Ada Colau ha dicho en repetidas ocasiones que desearía alcanzar un pacto de izquierdas con ERC y el PSC. Pero… ¡ya hubo un acuerdo de gobierno con los socialistas! Y acabaron expulsados del gobierno por una razón ajena a dicho pacto: la posición del PSOE respecto a la aplicación del artículo 155. ¿Se supone que los socialistas han purgado una pena suficiente y, rehabilitados, les consideramos frecuentables y suseptibles de volver al gobierno? Lo cierto es que aquella ruptura constituyó un grave error estratégico. Un error que ha dividido y debilitado al conjunto de la izquierda frente al independentismo.

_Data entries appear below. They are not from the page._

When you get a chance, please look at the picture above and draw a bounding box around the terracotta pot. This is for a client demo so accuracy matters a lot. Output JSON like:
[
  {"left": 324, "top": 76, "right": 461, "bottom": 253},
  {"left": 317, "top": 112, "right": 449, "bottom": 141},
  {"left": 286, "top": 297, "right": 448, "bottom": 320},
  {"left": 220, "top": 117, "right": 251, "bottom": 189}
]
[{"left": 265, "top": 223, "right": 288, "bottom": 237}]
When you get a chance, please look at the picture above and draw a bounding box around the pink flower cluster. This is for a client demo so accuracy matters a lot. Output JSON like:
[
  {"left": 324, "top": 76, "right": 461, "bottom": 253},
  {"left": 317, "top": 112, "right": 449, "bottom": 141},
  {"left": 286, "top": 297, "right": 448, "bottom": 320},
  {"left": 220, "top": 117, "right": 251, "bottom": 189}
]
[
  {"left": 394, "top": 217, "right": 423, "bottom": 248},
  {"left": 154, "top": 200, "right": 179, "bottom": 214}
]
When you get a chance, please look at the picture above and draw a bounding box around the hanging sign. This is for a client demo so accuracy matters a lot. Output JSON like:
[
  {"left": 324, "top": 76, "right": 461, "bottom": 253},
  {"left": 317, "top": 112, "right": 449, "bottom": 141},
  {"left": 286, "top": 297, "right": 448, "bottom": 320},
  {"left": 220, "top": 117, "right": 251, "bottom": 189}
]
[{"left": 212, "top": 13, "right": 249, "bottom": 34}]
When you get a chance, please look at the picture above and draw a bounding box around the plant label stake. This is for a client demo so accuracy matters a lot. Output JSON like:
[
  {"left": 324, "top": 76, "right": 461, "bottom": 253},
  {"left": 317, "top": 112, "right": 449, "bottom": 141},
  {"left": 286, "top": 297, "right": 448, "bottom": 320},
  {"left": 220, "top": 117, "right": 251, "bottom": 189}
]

No es lo mismo que la socialdemocracia y la izquierda alternativa acudan a unos comicios en una “competición virtuosa”, recabando apoyo para sus respectivas prioridades y matices desde el balance compartido de una alianza provechosa para la ciudad… a que se enfrenten a cara de perro, con las heridas abiertas, exacerbando críticas y diferencias por la propia lógica de la disputa electoral. Las relaciones y eventuales pactos con ERC hubieran sido distintos si se hubiese mantenido un bloque unido de la izquierda social, con peso suficiente para marcar el rumbo de la ciudad. Ante la división, la fuerza gravitatoria de ERC sobre el espacio de los “comunes” puede ser determinante. Tanto más cuanto que se han hecho demasiados guiños y arrumacos al independentismo.
No es posible volver atrás. Pero sí lo es no reincidir en las mismas torpezas. Tras el 26-M – y antes de que se precipite una convocatoria autonómica -, se impondrá un serio balance de cuanto ha sucedido en el espacio de las confluencias. Será necesaria una reorganización general del espacio y, para ello, definir un proyecto político nacional que deje atrás las ambigüedades de esta etapa. La base social de la izquierda alternativa es abrumadoramente federalista. Constituye una incongruencia que su mayoría dirigente y su programa no lo sean. Por cuanto respecta a la “batalla de Barcelona”, poco margen queda. Que la gente más consciente de lo que hay en juego aproveche el tiempo restante. Cada cual desde la izquierda que sea la suya y desde el ámbito que le corresponda. Las recientes elecciones generales han abierto una ventana de oportunidad, brindando la posibilidad de un gobierno progresista y abierto al diálogo en Madrid. Barcelona no puede ser una ciudad cautiva, a la merced de nuevas aventuras del independentismo.